AI executives remain hesitant towards AI agents, potentially forfeiting substantial financial benefits
As more businesses explore the potential of AI agents, a new report by Capgemini sheds light on the key challenges and benefits associated with scaling their deployment.
The report reveals that only 14% of organizations have begun implementation of agentic AI, with fewer than a quarter having launched pilot programs. However, the proportion of agents functioning independently is expected to rise to a quarter by 2028. This growth is driven by the belief that scaling AI agents over the next 12 months will provide a significant competitive edge, with 93% of business leaders sharing this view.
Despite the potential benefits, the report identifies several challenges that must be addressed. Trust and confidence issues have emerged as a significant concern, with confidence in fully autonomous AI agents declining from 43% to 27%. This decline is due to privacy and ethical concerns, limiting broader trust and scalability.
Another challenge is the scaling barriers, as very few organizations (only 2%) have fully scaled AI agent deployment. The report suggests that many organizations shy away from open-source AI models due to concerns over security vulnerabilities, complexity, and lack of enterprise-grade support, favoring trusted proprietary solutions instead.
A solid data infrastructure is also essential for successful AI adoption, but many organizations lack this foundation. Effective integration often requires ongoing human oversight and collaboration, as purely autonomous AI agents are still not fully trusted or reliable in all contexts. Deploying and scaling AI agents often requires significant technical skills, which organizations may struggle to source or develop.
However, the report also highlights the numerous benefits of scaling AI agents. Organizations report an average return on investment of nearly 1.7 times from AI agents, with broader adoption expected to accelerate as these benefits become clearer. Agentic AI is projected to deliver up to $450 billion in economic value by 2028 through revenue gains and cost savings.
AI agents contribute to substantial improvements in key business functions, such as reducing case handling times and improving productivity. Human-agent collaboration can increase engagement in high-value tasks by about 65%, leveraging AI as an augmentation tool rather than just automation.
The real value lies in reimagining how work is done with AI, moving towards value- and insight-driven enterprises rather than solely focusing on cost reduction.
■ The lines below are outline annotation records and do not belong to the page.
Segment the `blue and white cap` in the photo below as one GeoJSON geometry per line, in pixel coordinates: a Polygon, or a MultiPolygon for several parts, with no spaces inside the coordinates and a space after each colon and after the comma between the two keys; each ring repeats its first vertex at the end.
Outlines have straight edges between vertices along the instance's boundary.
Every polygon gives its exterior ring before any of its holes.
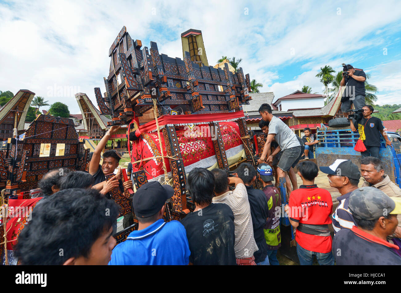
{"type": "Polygon", "coordinates": [[[273,169],[265,163],[259,164],[257,166],[257,172],[260,175],[262,180],[265,182],[273,180],[273,169]]]}

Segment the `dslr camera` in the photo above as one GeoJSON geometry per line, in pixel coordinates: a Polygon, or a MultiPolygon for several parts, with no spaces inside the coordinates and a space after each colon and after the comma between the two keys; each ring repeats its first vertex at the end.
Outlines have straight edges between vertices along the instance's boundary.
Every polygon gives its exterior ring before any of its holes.
{"type": "Polygon", "coordinates": [[[346,78],[348,78],[349,77],[349,76],[348,75],[348,72],[347,72],[348,70],[350,70],[352,68],[349,67],[348,65],[346,65],[345,63],[343,63],[341,64],[342,66],[342,76],[345,77],[346,78]]]}
{"type": "Polygon", "coordinates": [[[347,119],[348,120],[350,120],[351,119],[354,119],[356,121],[358,121],[358,120],[360,120],[362,119],[362,117],[363,117],[363,115],[362,115],[362,113],[363,112],[363,110],[362,109],[349,110],[348,112],[351,112],[352,113],[352,114],[348,115],[348,117],[347,117],[347,119]]]}

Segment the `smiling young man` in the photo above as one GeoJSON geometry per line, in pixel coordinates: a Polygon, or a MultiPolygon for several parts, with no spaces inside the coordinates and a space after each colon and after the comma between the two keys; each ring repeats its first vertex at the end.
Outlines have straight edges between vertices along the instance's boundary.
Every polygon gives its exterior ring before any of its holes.
{"type": "Polygon", "coordinates": [[[25,265],[107,265],[119,208],[93,189],[59,191],[33,209],[15,255],[25,265]]]}
{"type": "Polygon", "coordinates": [[[355,122],[350,119],[351,130],[359,133],[360,139],[363,141],[366,150],[360,153],[362,158],[375,157],[379,158],[380,148],[380,135],[386,141],[386,146],[392,146],[391,142],[384,131],[383,123],[379,118],[371,116],[374,109],[370,105],[365,105],[362,107],[363,118],[356,121],[358,129],[354,126],[355,122]]]}
{"type": "Polygon", "coordinates": [[[117,186],[119,187],[122,192],[124,192],[124,187],[130,188],[132,187],[132,182],[130,180],[124,183],[122,182],[119,170],[110,180],[106,180],[105,175],[113,173],[119,163],[121,158],[115,151],[113,150],[104,152],[103,154],[103,162],[101,166],[99,164],[100,154],[107,141],[119,128],[120,127],[118,125],[111,126],[106,133],[95,149],[89,165],[89,174],[95,179],[93,188],[99,191],[103,194],[108,194],[110,191],[117,186]]]}

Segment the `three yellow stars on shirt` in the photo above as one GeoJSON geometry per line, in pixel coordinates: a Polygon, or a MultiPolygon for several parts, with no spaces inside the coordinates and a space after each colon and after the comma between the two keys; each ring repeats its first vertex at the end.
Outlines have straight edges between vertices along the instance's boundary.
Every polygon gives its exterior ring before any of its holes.
{"type": "MultiPolygon", "coordinates": [[[[308,199],[308,201],[310,201],[310,198],[311,198],[310,197],[308,197],[306,198],[308,199]]],[[[315,198],[316,198],[316,197],[314,197],[314,196],[312,197],[312,199],[314,199],[315,198]]],[[[321,198],[322,198],[322,197],[319,196],[318,195],[318,199],[320,199],[321,198]]]]}

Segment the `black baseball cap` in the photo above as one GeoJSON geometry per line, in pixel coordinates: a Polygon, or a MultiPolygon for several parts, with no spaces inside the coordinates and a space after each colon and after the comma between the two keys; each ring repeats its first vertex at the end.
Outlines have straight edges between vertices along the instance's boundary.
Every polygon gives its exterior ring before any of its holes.
{"type": "Polygon", "coordinates": [[[401,198],[390,197],[376,187],[366,186],[351,193],[348,207],[357,219],[375,220],[388,214],[401,214],[401,198]]]}
{"type": "Polygon", "coordinates": [[[162,185],[157,181],[144,184],[136,191],[132,199],[135,215],[141,218],[155,215],[174,194],[174,189],[170,185],[162,185]]]}
{"type": "Polygon", "coordinates": [[[344,176],[356,180],[360,178],[358,166],[350,160],[337,159],[328,167],[320,167],[319,169],[326,174],[344,176]]]}

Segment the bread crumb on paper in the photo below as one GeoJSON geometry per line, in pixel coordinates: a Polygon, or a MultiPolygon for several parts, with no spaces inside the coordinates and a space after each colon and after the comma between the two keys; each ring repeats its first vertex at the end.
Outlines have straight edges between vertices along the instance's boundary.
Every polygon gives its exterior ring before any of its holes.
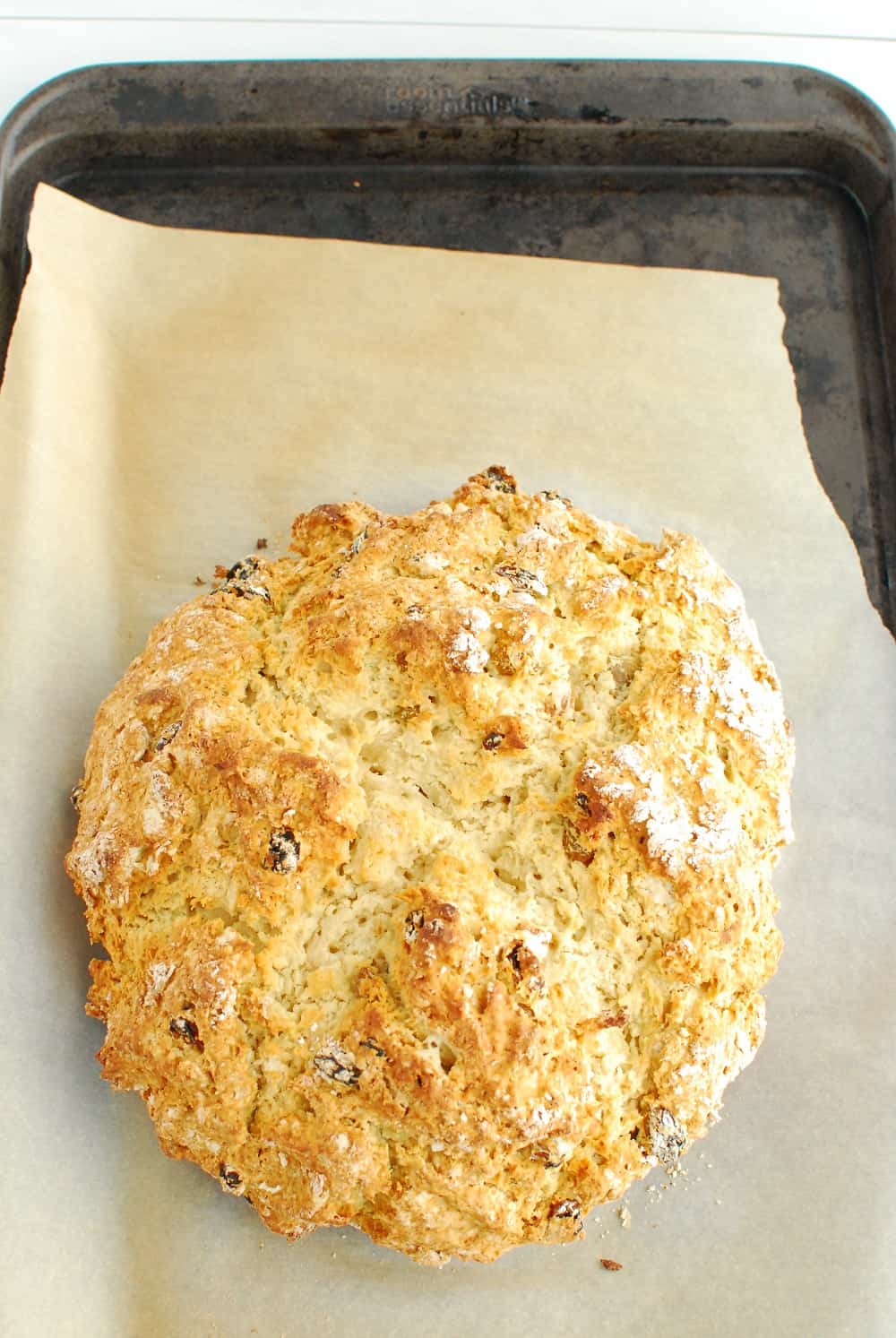
{"type": "Polygon", "coordinates": [[[104,1076],[293,1240],[627,1230],[780,953],[793,745],[740,590],[501,466],[255,543],[152,630],[75,787],[104,1076]]]}

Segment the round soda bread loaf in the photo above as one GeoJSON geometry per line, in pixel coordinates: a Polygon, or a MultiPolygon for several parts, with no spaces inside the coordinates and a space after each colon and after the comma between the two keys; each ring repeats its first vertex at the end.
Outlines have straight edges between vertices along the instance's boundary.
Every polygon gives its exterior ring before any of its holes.
{"type": "Polygon", "coordinates": [[[67,867],[103,1073],[284,1235],[571,1239],[760,1044],[792,763],[697,539],[500,467],[316,507],[96,716],[67,867]]]}

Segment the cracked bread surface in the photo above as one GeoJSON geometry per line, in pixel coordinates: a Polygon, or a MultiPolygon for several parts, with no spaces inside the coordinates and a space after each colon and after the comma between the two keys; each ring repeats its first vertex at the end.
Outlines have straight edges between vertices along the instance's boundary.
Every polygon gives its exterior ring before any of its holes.
{"type": "Polygon", "coordinates": [[[316,507],[98,712],[67,868],[103,1073],[284,1235],[571,1239],[762,1038],[792,765],[697,539],[500,467],[316,507]]]}

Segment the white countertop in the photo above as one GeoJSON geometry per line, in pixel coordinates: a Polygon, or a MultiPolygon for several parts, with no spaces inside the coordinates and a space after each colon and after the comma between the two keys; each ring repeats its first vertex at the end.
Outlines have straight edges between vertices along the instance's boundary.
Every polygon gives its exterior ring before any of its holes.
{"type": "Polygon", "coordinates": [[[53,75],[107,62],[540,56],[812,66],[896,123],[896,5],[715,0],[709,9],[705,0],[547,9],[535,0],[0,0],[0,115],[53,75]]]}

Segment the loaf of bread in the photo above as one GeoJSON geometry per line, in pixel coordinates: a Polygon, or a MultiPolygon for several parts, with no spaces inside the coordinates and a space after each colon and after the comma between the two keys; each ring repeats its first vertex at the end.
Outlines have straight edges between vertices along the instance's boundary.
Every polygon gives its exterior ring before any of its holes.
{"type": "Polygon", "coordinates": [[[500,467],[316,507],[96,716],[67,867],[103,1073],[284,1235],[571,1239],[762,1038],[792,764],[697,539],[500,467]]]}

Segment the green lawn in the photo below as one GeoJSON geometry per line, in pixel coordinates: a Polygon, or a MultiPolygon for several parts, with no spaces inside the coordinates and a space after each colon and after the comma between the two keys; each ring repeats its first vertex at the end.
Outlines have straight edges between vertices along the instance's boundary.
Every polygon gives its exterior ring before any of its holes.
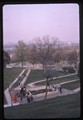
{"type": "Polygon", "coordinates": [[[80,117],[80,94],[57,97],[20,106],[4,108],[6,119],[31,118],[78,118],[80,117]]]}
{"type": "MultiPolygon", "coordinates": [[[[53,77],[57,76],[62,76],[62,75],[67,75],[69,73],[64,73],[64,72],[53,72],[53,77]]],[[[43,80],[46,79],[45,75],[43,74],[43,70],[31,70],[28,79],[26,80],[26,84],[31,83],[31,82],[36,82],[38,80],[43,80]]],[[[39,83],[41,84],[41,83],[39,83]]]]}
{"type": "MultiPolygon", "coordinates": [[[[50,84],[51,85],[52,84],[58,84],[58,83],[61,83],[61,82],[74,80],[74,79],[79,79],[79,77],[77,75],[72,75],[72,76],[67,76],[67,77],[63,77],[63,78],[56,78],[56,79],[50,80],[50,84]]],[[[46,81],[36,83],[35,85],[46,85],[46,81]]]]}
{"type": "Polygon", "coordinates": [[[74,90],[74,89],[80,87],[80,80],[63,84],[62,87],[65,89],[74,90]]]}
{"type": "Polygon", "coordinates": [[[22,72],[22,68],[5,68],[4,69],[4,90],[13,82],[16,77],[22,72]]]}

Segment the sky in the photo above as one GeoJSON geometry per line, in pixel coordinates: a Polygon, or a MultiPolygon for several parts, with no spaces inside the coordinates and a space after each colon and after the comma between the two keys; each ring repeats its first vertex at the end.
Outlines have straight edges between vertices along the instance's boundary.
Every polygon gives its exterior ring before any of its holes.
{"type": "Polygon", "coordinates": [[[45,35],[79,43],[79,21],[79,5],[75,3],[4,5],[3,44],[29,43],[45,35]]]}

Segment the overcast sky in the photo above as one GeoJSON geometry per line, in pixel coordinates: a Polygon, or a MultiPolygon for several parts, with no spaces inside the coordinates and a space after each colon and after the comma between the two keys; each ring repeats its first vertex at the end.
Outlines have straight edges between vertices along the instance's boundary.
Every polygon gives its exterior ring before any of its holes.
{"type": "Polygon", "coordinates": [[[79,42],[78,4],[11,4],[3,6],[3,44],[28,43],[35,37],[55,36],[79,42]]]}

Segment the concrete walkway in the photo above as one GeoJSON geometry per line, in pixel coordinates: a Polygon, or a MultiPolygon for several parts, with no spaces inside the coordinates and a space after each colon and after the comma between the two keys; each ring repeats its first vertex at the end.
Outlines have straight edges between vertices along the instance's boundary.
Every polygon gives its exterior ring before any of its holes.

A shift towards human-agent teams is also expected to result in a 53% rise in creativity and a 49% boost in employee satisfaction.
To address the challenges and realize the benefits, Capgemini recommends a pragmatic and integrated approach centered around trust and data. Prioritizing human-AI collaboration is crucial to maximize benefits while mitigating risks. Starting with pilot projects and platform investments can help build capabilities and identify impactful use cases before scaling.
Greverie, a Capgemini executive, emphasized the importance of reshaping organizations to support effective human-AI chemistry. Central to this transformation is the need to build trust in AI by ensuring it is developed responsibly, with ethics and safety baked in from the outset.
In conclusion, while the deployment of AI agents promises significant economic and operational benefits, scaling them requires addressing trust, data, and technical challenges with a pragmatic, human-centric strategy. Organizations that succeed in this transformation are projected to generate substantial returns over the next three years, with an average of $76 million for those that have scaled deployment and $382 million for those operating at semi-autonomous to fully autonomous levels.
Cybersecurity plays a vital role in the scales of AI agent deployment as the report suggests that many organizations shun open-source AI models due to concerns over security vulnerabilities, complexity, and lack of enterprise-grade support, favoring trusted proprietary solutions instead.
The integration of artificial-intelligence technology is projected to significantly impact various business functions, such as reducing case handling times, improving productivity, and increasing engagement in high-value tasks.